Depuis le début à la mi-janvier des manifestations, largement pacifiques durant la journée, les organisations tunisiennes ont identifié plus de 1 600 personnes arrêtées, dont environ 30 % de mineurs, par les autorités lors des manifestations. La société civile a également fait état de conditions insalubres et de surpopulation dans les centres de détention où des manifestants étaient détenus, en violation des propres règlementations gouvernementales en matière d’hygiène et de distanciation sociale pour lutter contre la propagation du Covid-19, ainsi que des directives internationales. Des enfants ont également été détenus parmi des adultes : nombre d’entre eux se trouvent toujours en détention, où ils ont été victimes de violences physiques de la part des autorités pénitentiaires.

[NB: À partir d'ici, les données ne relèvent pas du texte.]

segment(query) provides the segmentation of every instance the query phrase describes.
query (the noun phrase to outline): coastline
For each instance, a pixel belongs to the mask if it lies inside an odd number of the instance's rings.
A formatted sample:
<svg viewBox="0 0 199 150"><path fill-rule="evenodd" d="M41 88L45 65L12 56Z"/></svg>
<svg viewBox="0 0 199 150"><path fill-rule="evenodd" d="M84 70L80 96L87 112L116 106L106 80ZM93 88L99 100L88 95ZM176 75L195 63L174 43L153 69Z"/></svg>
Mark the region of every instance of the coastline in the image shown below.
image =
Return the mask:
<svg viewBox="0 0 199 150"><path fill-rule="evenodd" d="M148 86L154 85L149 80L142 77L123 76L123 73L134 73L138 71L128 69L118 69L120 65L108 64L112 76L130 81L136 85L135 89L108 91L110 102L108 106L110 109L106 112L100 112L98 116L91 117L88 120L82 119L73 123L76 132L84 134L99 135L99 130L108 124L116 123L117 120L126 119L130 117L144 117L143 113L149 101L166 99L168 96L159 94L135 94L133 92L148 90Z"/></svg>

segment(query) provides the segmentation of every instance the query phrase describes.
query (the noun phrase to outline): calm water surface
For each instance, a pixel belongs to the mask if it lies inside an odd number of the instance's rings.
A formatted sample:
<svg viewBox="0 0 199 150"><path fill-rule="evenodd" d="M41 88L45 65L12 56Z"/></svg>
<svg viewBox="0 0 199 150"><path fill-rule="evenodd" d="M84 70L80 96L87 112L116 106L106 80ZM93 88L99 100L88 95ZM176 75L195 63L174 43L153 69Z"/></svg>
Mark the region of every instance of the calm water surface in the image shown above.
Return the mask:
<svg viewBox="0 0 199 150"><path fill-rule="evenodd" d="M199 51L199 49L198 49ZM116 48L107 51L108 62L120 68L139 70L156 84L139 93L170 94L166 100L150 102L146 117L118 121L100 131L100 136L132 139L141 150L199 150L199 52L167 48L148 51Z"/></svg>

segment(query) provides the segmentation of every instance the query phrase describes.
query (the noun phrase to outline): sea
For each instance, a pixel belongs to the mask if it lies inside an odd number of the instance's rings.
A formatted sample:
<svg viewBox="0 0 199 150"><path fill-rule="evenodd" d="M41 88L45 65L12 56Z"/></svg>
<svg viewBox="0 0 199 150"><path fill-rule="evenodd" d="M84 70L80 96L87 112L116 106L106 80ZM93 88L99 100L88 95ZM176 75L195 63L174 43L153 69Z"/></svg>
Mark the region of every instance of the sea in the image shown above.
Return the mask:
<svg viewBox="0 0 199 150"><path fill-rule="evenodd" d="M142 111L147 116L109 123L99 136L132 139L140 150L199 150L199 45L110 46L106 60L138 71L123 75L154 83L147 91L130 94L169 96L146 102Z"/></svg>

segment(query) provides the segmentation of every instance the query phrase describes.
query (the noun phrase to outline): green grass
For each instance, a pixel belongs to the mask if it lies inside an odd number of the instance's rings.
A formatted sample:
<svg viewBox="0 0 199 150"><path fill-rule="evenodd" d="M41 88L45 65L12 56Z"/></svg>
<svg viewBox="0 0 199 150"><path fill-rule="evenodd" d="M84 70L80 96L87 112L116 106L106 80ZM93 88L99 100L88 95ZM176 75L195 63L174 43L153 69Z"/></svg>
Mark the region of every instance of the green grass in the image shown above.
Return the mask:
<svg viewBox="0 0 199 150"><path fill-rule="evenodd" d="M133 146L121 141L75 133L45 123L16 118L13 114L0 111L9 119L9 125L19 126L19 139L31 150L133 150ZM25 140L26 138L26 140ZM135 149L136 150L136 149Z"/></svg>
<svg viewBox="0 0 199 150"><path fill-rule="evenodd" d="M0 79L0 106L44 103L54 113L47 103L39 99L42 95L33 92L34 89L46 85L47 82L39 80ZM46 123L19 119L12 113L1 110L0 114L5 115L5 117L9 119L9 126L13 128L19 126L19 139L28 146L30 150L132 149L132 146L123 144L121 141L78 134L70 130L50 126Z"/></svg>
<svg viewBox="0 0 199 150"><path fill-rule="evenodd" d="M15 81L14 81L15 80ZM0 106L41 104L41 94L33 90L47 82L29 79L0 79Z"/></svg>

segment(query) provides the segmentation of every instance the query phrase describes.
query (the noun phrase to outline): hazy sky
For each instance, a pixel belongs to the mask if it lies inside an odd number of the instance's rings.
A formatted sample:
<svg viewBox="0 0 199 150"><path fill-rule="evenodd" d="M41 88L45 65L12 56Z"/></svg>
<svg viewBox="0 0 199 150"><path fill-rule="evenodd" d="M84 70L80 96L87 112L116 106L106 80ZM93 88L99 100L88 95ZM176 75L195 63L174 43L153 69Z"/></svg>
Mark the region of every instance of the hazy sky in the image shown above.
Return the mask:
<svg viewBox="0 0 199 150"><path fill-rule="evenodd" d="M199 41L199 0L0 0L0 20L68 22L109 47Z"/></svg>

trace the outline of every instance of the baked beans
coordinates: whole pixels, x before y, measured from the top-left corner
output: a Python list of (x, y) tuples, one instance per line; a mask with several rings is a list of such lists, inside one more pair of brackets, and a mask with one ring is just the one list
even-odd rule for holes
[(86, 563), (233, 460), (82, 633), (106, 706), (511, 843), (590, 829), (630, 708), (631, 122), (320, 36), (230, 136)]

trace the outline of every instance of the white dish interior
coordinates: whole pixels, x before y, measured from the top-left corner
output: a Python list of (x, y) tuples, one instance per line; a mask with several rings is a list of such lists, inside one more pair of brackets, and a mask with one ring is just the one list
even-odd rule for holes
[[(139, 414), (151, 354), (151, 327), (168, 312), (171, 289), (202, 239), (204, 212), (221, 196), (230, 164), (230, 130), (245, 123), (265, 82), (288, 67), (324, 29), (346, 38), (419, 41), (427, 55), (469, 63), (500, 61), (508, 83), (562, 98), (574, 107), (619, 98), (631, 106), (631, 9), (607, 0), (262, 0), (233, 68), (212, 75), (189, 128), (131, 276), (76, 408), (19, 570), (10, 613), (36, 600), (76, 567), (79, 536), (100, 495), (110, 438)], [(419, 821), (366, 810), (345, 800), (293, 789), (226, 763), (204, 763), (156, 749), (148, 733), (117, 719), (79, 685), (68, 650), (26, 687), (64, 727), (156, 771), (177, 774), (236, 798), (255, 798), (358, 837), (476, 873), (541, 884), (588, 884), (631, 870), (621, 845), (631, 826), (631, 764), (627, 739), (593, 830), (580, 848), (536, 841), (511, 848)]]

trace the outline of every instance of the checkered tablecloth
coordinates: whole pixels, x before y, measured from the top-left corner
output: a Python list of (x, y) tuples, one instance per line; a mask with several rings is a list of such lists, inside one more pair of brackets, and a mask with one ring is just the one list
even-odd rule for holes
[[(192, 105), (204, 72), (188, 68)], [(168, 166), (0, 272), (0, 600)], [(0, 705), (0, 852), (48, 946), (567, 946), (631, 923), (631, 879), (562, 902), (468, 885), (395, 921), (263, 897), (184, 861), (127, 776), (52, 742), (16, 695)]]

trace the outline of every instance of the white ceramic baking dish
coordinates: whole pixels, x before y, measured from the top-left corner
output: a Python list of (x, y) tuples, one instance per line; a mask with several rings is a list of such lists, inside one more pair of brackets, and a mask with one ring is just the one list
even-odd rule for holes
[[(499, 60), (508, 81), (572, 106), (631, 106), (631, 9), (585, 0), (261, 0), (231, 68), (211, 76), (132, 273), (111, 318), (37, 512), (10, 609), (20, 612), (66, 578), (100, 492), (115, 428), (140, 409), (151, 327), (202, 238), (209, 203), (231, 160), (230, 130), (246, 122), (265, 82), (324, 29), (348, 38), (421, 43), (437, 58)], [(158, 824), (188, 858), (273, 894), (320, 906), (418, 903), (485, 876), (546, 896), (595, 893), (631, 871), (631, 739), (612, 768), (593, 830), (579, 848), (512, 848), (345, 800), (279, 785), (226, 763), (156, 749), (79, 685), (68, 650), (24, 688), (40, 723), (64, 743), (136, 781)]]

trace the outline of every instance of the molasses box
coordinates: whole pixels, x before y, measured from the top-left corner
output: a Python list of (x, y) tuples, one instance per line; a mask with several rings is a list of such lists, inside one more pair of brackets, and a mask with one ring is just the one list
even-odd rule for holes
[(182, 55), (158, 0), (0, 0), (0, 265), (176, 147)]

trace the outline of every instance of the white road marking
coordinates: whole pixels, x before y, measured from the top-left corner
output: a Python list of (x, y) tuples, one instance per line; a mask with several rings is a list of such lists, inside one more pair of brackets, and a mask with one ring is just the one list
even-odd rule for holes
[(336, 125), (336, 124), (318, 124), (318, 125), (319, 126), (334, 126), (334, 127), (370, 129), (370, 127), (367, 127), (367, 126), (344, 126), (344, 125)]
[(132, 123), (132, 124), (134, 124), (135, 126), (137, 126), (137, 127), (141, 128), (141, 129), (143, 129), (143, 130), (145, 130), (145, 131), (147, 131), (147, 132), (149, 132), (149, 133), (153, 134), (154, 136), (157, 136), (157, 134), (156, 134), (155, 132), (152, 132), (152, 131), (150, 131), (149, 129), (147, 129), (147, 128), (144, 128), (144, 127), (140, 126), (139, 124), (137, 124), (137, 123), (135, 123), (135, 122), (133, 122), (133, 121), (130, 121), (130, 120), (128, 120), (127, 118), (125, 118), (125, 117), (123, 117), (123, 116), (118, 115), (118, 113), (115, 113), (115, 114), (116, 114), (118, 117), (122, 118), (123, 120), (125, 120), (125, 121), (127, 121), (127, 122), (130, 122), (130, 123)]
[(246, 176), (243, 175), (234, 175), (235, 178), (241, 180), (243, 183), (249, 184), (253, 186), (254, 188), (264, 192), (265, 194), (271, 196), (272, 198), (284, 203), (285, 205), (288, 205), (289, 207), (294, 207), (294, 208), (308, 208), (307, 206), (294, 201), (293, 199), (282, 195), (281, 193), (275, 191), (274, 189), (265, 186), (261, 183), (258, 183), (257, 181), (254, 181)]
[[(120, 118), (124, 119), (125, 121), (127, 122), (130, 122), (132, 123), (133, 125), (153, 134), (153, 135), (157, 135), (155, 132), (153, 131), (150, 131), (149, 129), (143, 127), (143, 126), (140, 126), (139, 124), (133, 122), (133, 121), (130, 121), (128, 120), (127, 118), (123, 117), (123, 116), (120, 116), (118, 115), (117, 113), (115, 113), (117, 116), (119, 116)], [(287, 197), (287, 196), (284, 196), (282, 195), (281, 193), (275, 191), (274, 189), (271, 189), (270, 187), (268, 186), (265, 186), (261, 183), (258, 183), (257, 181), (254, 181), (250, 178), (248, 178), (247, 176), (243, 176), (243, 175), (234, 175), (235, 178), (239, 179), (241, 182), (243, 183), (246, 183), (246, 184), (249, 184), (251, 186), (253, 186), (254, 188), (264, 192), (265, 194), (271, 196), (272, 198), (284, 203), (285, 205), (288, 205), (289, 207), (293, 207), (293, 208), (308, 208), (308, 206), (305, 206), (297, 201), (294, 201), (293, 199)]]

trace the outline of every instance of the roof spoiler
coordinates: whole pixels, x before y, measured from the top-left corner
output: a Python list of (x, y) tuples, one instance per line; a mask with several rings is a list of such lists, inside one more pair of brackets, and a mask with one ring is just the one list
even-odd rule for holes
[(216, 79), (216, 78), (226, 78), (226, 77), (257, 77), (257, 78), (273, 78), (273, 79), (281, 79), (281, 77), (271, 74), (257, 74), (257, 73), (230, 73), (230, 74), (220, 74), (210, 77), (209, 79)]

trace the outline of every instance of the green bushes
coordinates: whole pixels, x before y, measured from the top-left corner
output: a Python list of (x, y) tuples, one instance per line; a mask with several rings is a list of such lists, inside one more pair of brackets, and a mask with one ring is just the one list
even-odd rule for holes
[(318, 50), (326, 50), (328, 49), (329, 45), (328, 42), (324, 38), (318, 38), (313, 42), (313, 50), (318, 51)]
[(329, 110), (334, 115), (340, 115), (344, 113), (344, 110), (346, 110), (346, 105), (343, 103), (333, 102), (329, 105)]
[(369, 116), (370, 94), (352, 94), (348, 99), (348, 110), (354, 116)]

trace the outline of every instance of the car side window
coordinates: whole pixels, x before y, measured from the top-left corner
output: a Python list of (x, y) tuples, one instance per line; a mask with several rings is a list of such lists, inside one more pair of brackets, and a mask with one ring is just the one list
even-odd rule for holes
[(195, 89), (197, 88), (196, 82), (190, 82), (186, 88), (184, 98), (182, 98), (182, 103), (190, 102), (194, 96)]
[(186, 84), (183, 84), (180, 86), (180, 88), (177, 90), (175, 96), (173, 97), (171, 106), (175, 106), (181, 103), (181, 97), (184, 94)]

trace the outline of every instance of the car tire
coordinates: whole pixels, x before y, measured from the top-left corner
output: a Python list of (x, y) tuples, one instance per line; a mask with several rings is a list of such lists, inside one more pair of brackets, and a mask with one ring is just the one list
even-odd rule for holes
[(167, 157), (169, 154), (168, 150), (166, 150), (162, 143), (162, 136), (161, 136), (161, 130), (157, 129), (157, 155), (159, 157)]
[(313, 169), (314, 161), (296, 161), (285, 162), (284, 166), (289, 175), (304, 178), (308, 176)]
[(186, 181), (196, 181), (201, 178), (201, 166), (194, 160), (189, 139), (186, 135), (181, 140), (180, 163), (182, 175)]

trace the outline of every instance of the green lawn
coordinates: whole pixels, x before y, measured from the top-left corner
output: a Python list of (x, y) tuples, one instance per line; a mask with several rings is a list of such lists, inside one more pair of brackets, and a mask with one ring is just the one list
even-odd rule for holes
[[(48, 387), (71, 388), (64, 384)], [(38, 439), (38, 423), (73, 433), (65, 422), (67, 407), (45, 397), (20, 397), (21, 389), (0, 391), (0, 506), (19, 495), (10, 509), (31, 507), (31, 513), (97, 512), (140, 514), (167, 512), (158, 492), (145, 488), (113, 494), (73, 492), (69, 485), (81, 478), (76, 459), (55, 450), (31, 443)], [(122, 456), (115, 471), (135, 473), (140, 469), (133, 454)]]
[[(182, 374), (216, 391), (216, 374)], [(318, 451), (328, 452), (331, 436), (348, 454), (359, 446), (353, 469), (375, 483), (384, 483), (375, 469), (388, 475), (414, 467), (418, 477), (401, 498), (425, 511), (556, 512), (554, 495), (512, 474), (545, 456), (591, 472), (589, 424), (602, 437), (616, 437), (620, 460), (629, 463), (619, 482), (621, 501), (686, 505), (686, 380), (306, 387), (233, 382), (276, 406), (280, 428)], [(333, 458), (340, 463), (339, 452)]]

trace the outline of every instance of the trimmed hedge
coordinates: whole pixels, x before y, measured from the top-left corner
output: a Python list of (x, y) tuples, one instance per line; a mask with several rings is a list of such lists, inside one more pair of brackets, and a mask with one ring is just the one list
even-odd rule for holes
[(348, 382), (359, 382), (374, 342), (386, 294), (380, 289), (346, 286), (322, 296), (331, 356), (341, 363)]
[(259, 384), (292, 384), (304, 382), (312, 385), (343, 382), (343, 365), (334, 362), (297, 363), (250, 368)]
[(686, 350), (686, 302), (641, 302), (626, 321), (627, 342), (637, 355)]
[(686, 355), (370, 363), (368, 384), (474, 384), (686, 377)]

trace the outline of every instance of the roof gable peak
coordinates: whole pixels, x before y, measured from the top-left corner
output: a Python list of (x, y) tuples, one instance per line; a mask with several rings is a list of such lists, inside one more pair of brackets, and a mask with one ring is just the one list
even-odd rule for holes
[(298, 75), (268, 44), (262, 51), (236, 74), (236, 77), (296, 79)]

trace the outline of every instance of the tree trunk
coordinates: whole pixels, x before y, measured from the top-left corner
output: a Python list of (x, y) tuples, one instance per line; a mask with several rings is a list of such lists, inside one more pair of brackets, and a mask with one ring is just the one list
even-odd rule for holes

Selon des activistes avec qui Human Rights Watch s’est entretenu, la répression à leur encontre s’est intensifiée en raison de leur participation à des manifestations, lorsque des individus ont publié leurs photos sur les réseaux sociaux et commencé à menacer d’arrêter les manifestants. Ces mêmes individus ont harcelé publiquement des activistes et rendu publiques leurs informations privées sans leur consentement, se livrant dans certains cas au « outing » d’activistes LGBT. Ils les ont également dénigrés sur la base de leur orientation sexuelle ou de leur identité de genre afin de discréditer plus largement le mouvement protestataire, et publié leurs photos en ligne avec des messages incitant à la violence à leur encontre.
En raison du « outing » dont elles ont été victimes, certaines personnes ont dû quitter leur domicile et leur quartier et supprimer leurs comptes des réseaux sociaux, ont-elles confié. Un activiste a déclaré avoir fui le pays après son arrestation arbitraire par la police, qui l’a roué de coups, et après la publication sur Internet de son nom et de son adresse.
Selon un communiqué en date du 5 février, le Premier ministre tunisien Hichem Mechichi a rencontré les forces de sécurité, saluant leur « professionnalisme dans leur réponse aux manifestations » et mettant en garde contre les tentatives des manifestants d’« inciter les forces de sécurité à recourir à la violence contre eux ».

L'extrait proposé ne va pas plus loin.